Newport city commissioners and Campbell County officials displayed their own enthusiasm in late September when they approved 30-year tax breaks for the project that included 93 percent of property tax revenue, 90 percent of business license revenue and 53 percent of payroll tax revenue. According to the Cincinnati Post
, the Northern Kentucky Health Department, Campbell County Public Library and the county extension district will forego 50 percent of property tax revenues over that period.
The city and state could see as much as $550 million in new tax revenue over those 30 years, a substantial leap from the current $273,000 a year that the site currently generates. The site was purchased from the city by Corporex for $13.5 million earlier this year.
Also changing the northern Kentucky skyline is Corporex's Ascent at Roebling Bridge, a 72-unit, 21-story residential condo project designed by renowned architect Daniel Libeskind.
There's no shortage of architecture talk in Louisville, where the 62-story Museum Plaza building has ignited a discussion about that city's skyline and heritage. The project will house multiple entities: a museum of contemporary art, part of the University of Louisville art department, office space, a hotel, condos and retail. It was designed by Joshua Prince-Ramus, of the New York City-based Office for Metropolitan Architecture.
Public debate about the project's appropriateness to Louisville is fine with Craig Greenberg, an attorney with Frost Brown Todd LLC who is part of the Museum Plaza development team.
"To us that's wonderful, when people are debating the architectural quality of buildings and places," he says.
Nearby are two electrical towers belonging to E.ON US subsidiary LG&E. But the utility has worked with the developers on a plan to remove the towers and move the transmission underground, splitting the $16 million cost in an undisclosed manner.
The project received initial state TIF Commission approval in late September and expected final approval in late October. Completion is expected in 2010.
"We really think we'll have the premier office space in the Midwest," says Greenberg of the project's office component, expected to total some 300,000 sq. ft. (27,870 sq. m.).
Greenberg is usually involved in securing and deploying New Markets Tax credits for investments in low-income communities. But he welcomes this kind of tax credit too.
"That legislation was critical to the success of our project, to making it a reality," he says.
Per the TIF, public infrastructure will be paid for with bonds supported by incremental tax revenues. There will be developer equity in the deal, and there will be other bonds to support construction of the non-profit museum and the University of Louisville space, says Greenberg. The remainder will be a traditional construction loan.

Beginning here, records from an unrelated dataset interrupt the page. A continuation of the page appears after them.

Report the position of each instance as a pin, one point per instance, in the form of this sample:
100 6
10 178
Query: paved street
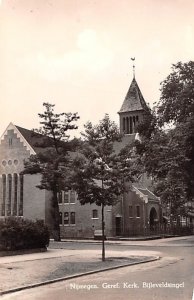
172 277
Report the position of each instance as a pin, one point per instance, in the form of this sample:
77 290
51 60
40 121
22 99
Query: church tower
132 110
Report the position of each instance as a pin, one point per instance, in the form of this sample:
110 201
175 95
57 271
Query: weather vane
133 59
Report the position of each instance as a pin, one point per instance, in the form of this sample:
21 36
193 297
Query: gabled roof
34 139
134 100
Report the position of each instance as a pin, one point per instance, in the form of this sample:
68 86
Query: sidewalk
162 242
28 270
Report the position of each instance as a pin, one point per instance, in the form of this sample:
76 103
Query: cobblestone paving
68 262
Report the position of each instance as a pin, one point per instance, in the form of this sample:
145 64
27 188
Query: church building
137 211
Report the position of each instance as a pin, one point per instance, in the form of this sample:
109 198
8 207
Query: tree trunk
103 237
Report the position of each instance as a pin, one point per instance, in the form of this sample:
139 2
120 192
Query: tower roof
134 99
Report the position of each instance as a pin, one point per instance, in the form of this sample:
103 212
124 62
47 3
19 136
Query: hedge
19 233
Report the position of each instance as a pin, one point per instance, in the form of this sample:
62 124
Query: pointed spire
133 59
134 99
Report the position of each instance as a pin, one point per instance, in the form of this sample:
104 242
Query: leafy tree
53 160
100 172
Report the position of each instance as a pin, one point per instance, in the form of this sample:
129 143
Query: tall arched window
131 125
15 195
127 125
123 124
134 124
4 195
21 195
9 194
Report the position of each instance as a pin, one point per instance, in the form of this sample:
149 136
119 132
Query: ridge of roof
134 99
32 137
148 193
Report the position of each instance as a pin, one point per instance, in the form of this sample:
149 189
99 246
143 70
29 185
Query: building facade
19 196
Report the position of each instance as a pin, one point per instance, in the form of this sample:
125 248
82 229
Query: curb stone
76 276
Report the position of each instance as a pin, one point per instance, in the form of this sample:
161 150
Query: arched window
94 214
4 195
21 195
131 125
123 124
15 195
127 125
9 194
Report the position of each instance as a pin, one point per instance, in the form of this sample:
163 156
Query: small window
95 214
130 211
66 197
138 211
66 218
72 196
4 163
72 218
15 162
60 218
10 142
60 197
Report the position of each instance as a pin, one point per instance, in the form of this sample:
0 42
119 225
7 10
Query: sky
76 54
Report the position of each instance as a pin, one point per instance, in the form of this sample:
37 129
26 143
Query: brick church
136 211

Leading the project team are Laura Lee Brown, of the same family associated with Louisville liquor powerhouse Brown-Forman Corp., her husband Steve Wilson and developer Steve Poe. Greenberg says the fact that all members of the team are from Louisville is significant.
"A large motivation for the team is to develop an iconic building on Louisville's waterfront that reflects its growth in the new century," he says.
The $465-million Museum Plaza, shown to the right in a rendering overlaying the Louisville skyline, is moving forward thanks in part to new TIF legislation passed by the Kentucky legislature earlier this year.